Architecture Overview

StyleGAN replaces the standard GAN generator with a style-based design. Instead of feeding the noise vector z directly to the generator, it first passes through a mapping network (8-layer MLP) to produce an intermediate latent code w in W-space. This w vector is then transformed into per-layer style vectors that modulate the generator's features via Adaptive Instance Normalization (AdaIN).

The synthesis network starts from a learned constant 4×4 feature map (not from noise). At each resolution level (4×4 → 8×8 → ... → 1024×1024), the style vector w is linearly transformed to produce scale (γ) and bias (β) parameters that are applied after instance normalization of the feature maps: AdaIN(x, y) = y_s · (x - μ(x))/σ(x) + y_b. Stochastic variation is added via per-pixel noise injection at each layer.

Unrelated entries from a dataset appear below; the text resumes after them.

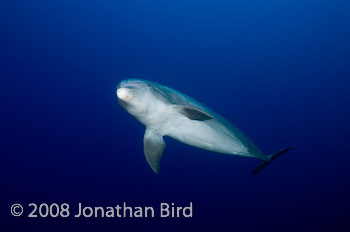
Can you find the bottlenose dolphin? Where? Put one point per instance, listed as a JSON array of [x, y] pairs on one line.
[[165, 111]]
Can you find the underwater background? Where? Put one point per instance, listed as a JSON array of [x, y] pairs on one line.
[[278, 70]]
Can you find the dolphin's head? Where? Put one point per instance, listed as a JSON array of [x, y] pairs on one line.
[[133, 95]]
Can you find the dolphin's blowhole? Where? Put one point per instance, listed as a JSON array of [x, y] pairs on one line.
[[124, 94]]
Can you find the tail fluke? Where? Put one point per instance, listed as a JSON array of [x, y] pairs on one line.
[[270, 158]]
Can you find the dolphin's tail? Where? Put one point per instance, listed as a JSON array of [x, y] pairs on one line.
[[269, 159]]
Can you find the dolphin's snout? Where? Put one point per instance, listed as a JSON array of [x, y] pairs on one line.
[[124, 94]]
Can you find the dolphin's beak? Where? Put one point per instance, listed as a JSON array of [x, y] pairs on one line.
[[124, 94]]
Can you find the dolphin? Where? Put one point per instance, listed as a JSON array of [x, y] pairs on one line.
[[167, 112]]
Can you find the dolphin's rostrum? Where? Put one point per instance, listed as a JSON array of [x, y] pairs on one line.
[[165, 111]]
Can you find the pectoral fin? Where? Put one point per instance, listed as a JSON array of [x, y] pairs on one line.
[[153, 146], [194, 113]]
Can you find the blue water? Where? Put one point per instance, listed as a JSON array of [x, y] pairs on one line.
[[278, 70]]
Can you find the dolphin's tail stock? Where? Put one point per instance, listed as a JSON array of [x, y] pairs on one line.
[[269, 159]]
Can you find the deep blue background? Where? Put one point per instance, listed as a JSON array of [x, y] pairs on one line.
[[279, 70]]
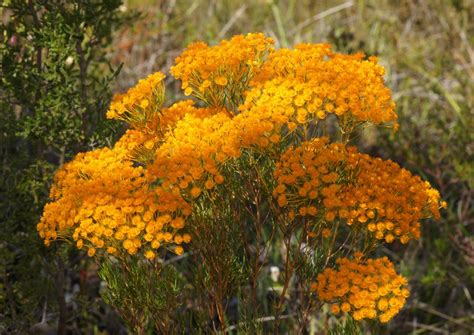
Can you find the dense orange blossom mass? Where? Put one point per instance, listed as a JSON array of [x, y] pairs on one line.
[[136, 197]]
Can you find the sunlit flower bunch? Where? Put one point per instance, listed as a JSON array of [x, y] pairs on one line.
[[138, 197], [218, 75], [367, 289], [310, 82], [327, 181]]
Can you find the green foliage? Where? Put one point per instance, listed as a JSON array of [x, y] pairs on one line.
[[347, 327], [142, 292]]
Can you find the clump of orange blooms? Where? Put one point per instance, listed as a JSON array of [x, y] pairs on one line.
[[367, 289], [136, 198], [328, 181]]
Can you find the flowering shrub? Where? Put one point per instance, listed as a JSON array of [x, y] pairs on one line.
[[248, 167]]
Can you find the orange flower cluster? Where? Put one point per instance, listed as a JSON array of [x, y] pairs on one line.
[[220, 74], [310, 82], [138, 196], [388, 199], [330, 181], [367, 289], [104, 202]]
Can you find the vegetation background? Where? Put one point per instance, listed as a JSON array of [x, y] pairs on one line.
[[61, 60]]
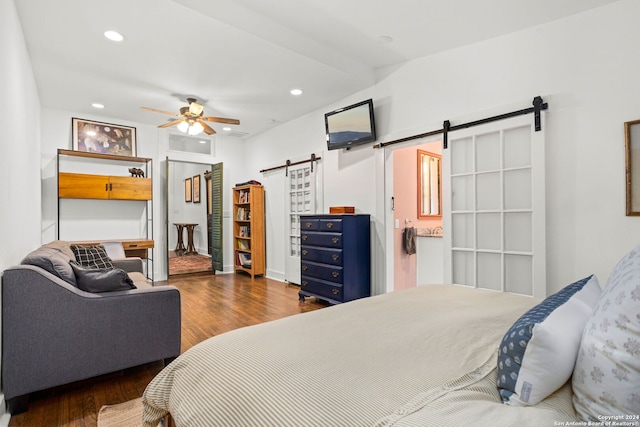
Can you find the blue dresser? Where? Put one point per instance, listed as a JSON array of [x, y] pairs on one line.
[[335, 257]]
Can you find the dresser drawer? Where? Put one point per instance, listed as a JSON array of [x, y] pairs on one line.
[[318, 238], [315, 224], [327, 272], [322, 288], [323, 255]]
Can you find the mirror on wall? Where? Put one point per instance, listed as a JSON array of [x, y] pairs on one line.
[[429, 185]]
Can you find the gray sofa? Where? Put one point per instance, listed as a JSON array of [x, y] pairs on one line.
[[54, 333]]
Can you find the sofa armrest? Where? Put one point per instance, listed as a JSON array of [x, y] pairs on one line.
[[130, 265], [54, 333]]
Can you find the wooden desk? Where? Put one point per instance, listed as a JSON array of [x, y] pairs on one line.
[[132, 247]]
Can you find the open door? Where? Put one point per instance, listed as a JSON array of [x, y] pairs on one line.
[[214, 215]]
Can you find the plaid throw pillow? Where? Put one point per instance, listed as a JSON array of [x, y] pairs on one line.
[[92, 256]]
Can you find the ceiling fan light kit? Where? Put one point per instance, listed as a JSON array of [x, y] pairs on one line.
[[192, 119]]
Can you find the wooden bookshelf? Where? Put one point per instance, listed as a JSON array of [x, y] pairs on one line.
[[248, 229]]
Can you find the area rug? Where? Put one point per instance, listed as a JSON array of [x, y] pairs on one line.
[[189, 264], [127, 414]]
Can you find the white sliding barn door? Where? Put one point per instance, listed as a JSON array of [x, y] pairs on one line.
[[301, 190], [494, 207]]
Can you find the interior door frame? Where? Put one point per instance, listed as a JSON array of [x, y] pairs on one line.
[[389, 259], [204, 160]]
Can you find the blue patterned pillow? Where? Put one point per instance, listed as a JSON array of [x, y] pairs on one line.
[[538, 353]]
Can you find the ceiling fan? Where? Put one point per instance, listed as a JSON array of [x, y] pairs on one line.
[[192, 119]]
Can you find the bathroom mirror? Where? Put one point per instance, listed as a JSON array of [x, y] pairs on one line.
[[429, 185], [632, 150]]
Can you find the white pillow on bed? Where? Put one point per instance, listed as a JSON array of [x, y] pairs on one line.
[[538, 353], [606, 379]]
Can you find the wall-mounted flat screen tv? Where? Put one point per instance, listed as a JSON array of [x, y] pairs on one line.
[[350, 126]]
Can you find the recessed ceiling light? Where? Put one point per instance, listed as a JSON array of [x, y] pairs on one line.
[[114, 36]]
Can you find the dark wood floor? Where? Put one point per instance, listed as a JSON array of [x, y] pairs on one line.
[[211, 305]]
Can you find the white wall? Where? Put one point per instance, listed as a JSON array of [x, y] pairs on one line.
[[20, 216], [584, 66]]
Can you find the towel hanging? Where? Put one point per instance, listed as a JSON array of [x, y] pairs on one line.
[[409, 240]]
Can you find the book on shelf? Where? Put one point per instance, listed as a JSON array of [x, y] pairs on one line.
[[244, 244], [244, 231], [243, 196], [243, 214], [244, 259]]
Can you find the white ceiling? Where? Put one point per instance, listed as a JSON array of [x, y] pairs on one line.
[[242, 57]]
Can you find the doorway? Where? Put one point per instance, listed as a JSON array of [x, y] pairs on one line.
[[425, 266], [194, 231]]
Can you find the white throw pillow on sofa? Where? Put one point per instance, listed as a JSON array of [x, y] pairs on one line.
[[606, 379]]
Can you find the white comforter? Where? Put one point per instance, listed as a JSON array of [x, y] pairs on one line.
[[419, 357]]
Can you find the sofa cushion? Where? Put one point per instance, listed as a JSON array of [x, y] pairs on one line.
[[92, 256], [53, 257], [101, 279]]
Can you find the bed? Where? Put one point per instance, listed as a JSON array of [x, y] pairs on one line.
[[419, 357]]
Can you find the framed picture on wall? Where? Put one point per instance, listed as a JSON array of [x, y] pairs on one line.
[[632, 166], [196, 189], [104, 138], [188, 191]]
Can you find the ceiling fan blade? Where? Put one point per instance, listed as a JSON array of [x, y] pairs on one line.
[[195, 108], [221, 120], [166, 125], [159, 111], [207, 129]]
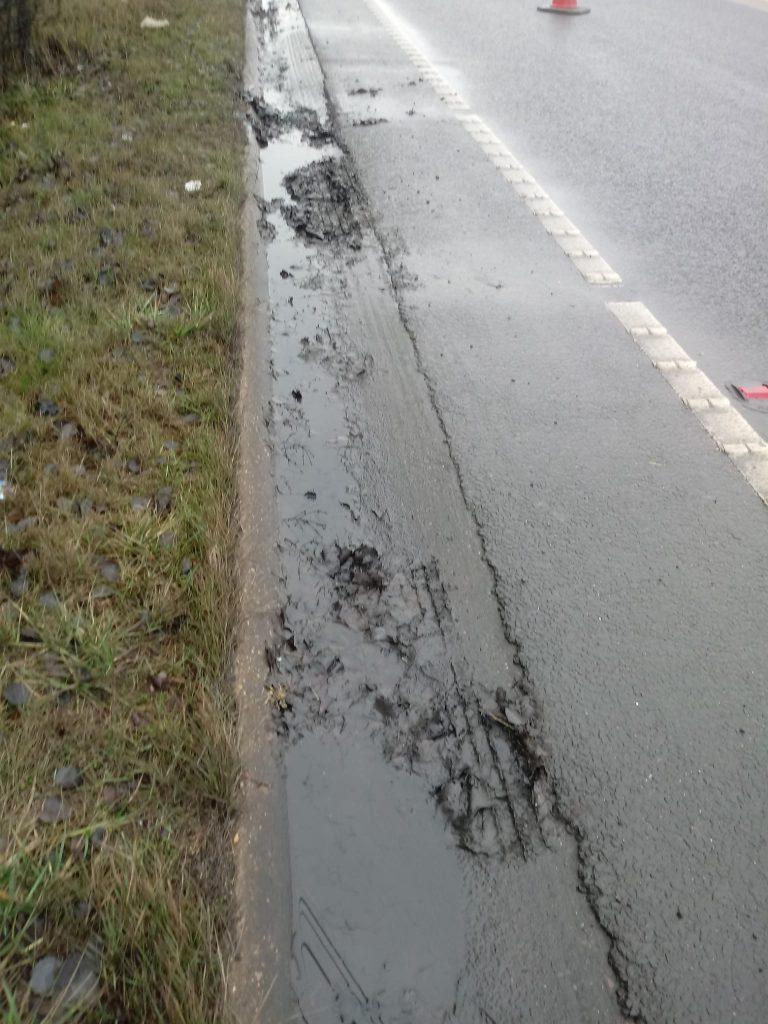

StyleGAN2 replaced AdaIN with weight demodulation (modulating convolution weights directly), removed progressive growing in favor of a fixed architecture with skip connections, and introduced path length regularization for smoother latent space.

Key Innovations

W-space (mapping network): Transforming z→w through an MLP creates a more disentangled latent space where linear interpolations produce meaningful semantic changes
Style injection at multiple scales: Coarse styles (4-8px: pose, face shape) and fine styles (64-1024px: colors, textures) can be controlled independently by injecting different w vectors at different layers
Stochastic noise injection: Per-pixel noise at each layer controls stochastic details (hair strands, freckles, pores) independently of global structure
Style mixing: Using different w vectors for different layers enables mixing attributes from different generated images (style mixing regularization also improves training)

Common Use Cases

Photorealistic face generation, face editing (age, expression, pose, accessories), art and creative generation, data augmentation for face recognition, deepfake generation (and detection research), domain-specific generation (cars, churches, animals), and GAN inversion for real image editing.

Notable Variants & Sizes

StyleGAN (2019, 26.2M), StyleGAN2 (2020, improved quality), StyleGAN2-ADA (adaptive discriminator augmentation for limited data), StyleGAN3 (2021, alias-free, equivariant generation), StyleGAN-XL (ImageNet-scale, 1024 classes), StyleGAN-T (text-guided). EG3D extends StyleGAN to 3D-aware face generation. GAN inversion methods: e4e, ReStyle, PTI.

Technical Details

StyleGAN2 (config F): Mapping network: 8 FC layers, 512-dim each, LReLU. Synthesis network: constant 4×4×512 input, progressive upsampling to 1024×1024 with [512, 512, 512, 512, 256, 128, 64, 32] channels per resolution. Each block: modulated conv (3×3) → noise → LReLU → modulated conv → noise → LReLU, with skip connections (output skips). Weight demodulation: w'_ijk = w_ijk · s_i / √(Σ_{i,k} (w_ijk · s_i)² + ε), where s is the style scaling. Training: Adam (lr=0.002, β1=0, β2=0.99), R1 gradient penalty (γ=10), non-saturating logistic loss. 8 V100 GPUs, ~1 week at 1024×1024 on FFHQ (70K faces). FID: 2.84 on FFHQ 1024×1024. Path length regularization: penalizes ||J^T_w · y||_2 deviation from its expected value, encouraging the mapping to preserve distances.